1) Use existing data feeds
If you have a product feed available, you can start copy and paste right away. If not, you probably already have a logic for your site and a URL structure where you can find information about tag categories.
2) Start adding tag categories
Do you already know which keywords are the most popular in your business? Let’s use this knowledge and start adding tag categories that come to your mind with some signal words. — No need for a perfect list at that stage.
3) Categorize N-Grams
Try to free N-Gram tool for free with the highest search volumes to the existing tag group. By doing this, you’ll get the best coverage of tagged search queries as soon as possible. We’re sure you’ll find many new categories with this process — add them to your lookup list.
4) Add close variants and semantic similar words
At that stage, you can use the existing lookup list and look for similar words within the untagged words. Regex functions and string distance metrics will add a lot of new lookup keys to your list.

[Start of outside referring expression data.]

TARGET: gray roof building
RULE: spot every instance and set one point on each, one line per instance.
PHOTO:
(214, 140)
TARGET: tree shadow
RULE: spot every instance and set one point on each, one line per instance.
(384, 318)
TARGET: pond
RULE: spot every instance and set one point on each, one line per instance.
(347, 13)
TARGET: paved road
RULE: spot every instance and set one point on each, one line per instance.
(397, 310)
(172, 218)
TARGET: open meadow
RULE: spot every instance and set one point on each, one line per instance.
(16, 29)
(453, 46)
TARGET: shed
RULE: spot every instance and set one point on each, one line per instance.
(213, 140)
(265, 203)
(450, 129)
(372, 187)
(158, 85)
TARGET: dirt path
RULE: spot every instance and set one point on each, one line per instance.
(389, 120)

Have a look at the Python module FuzzyWuzzy that uses Levenshtein distance for string similarity.
5) Add semantic similar words
It’s the “wow” moment for most people. If you create word embeddings with word2vec on your complete keyword set, it’s possible to search for semantically similar words. If you have an entity “color” with one value “green,” the word2vec model will show you “red” and “blue” as similar semantic words. It’ll boost your list size.